Over the better part of a year, a parade of proposals came by Mr. Nahas’s desk: a performance venue, restaurants, a soundstage and offices. None were feasible in the space. Ultimately, Mr. Nahas was approached by an entrepreneur who proposed a novel solution: a climbing gym, taking advantage of the soaring ceiling heights and the popularity of the ascendant sport.
“A lot of those old structures, the answer you thought would work, won’t,” says Mr. Nahas. “You need to stay open to new ideas.”
Part of that openness involves balancing historical elements with the flexibility needed for new uses. “Not all heritage is cathedrals,” says Michael McClelland, a founding partner at ERA Architects, which specializes in heritage conservation and adaptive reuse projects. “There are economic constraints, and sometimes absolute fidelity to the original architecture isn’t possible.”
Mr. Mamdani’s company in Calgary experienced that difficulty when turning The Barron Building, a historic office building in downtown Calgary, into apartments. City hall, and many local heritage advocates, hoped for full preservation of a ground-level Art Deco lobby and an outdoor canopy overhanging the sidewalk. In 2013, the city requested provincial protection for those elements; Mr. Mamdani’s company argued they made the project untenable. Eventually the city rescinded its objections, allowing Strategic Group to demolish the interior.
“We need to appreciate that things have evolved over the past 70 years,” says Mr. Mamdani. “I think we’ve kept a very good balance between economic viability, and recognizing the historical elements of the building.”
Not everyone agreed, but the building, at least, will live to see another day.
In Montreal, one of Ms. Voland’s more recent projects is Le Salon 1861, an adaptive reuse of a 19th-century Catholic church. GI Quo Vadis acquired the building in 2012, and have since turned it to not-one-but-four uses, each with its own architectural or structural challenges: office space, a community space, a restaurant and an event hall.

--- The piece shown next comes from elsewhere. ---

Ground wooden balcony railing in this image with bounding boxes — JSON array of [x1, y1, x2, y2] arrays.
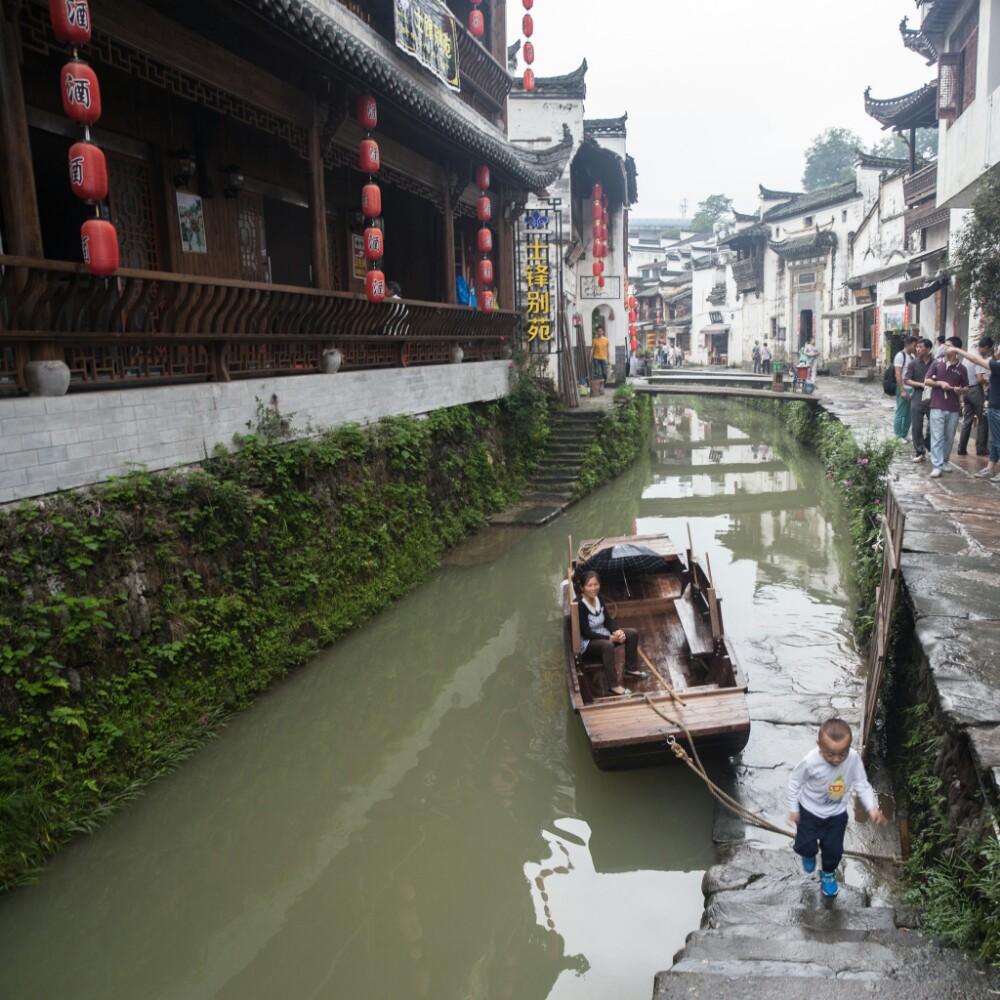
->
[[733, 257, 761, 292], [0, 254, 521, 393], [903, 160, 937, 205]]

As with her earlier projects, she encountered plenty of well-meaning but misguided advice from renovators and contractors on how to integrate modern conveniences. “One contractor suggested running air-conditioning ducts all through the arched ceiling,” she recalls. “People often assume we should gut everything, rip out old windows and old building systems and change the heating systems and basically treat it as a new construction.”
But as she explains, those kinds of decisions have unintended consequences when dealing with old buildings. For example, she says, replacing steam heating with more efficient electrical heating can damage wooden supports that rely on moisture.
Ultimately, Ms. Voland’s projects don’t achieve highest and best economic use of the property. Neither does the Oxford Cinema in Halifax or The Barron Building in Calgary. But Ms. Voland points to the community goodwill that comes from breathing new life into familiar buildings.
“If you build what’s missing in the neighbourhood, or improve something people care about, you don’t need a marketing budget,” she says. “No one is coming to protest the development, you know people will be in your corner, and you know that you’re building something the community wants. To me it doesn’t make sense not to do it this way.”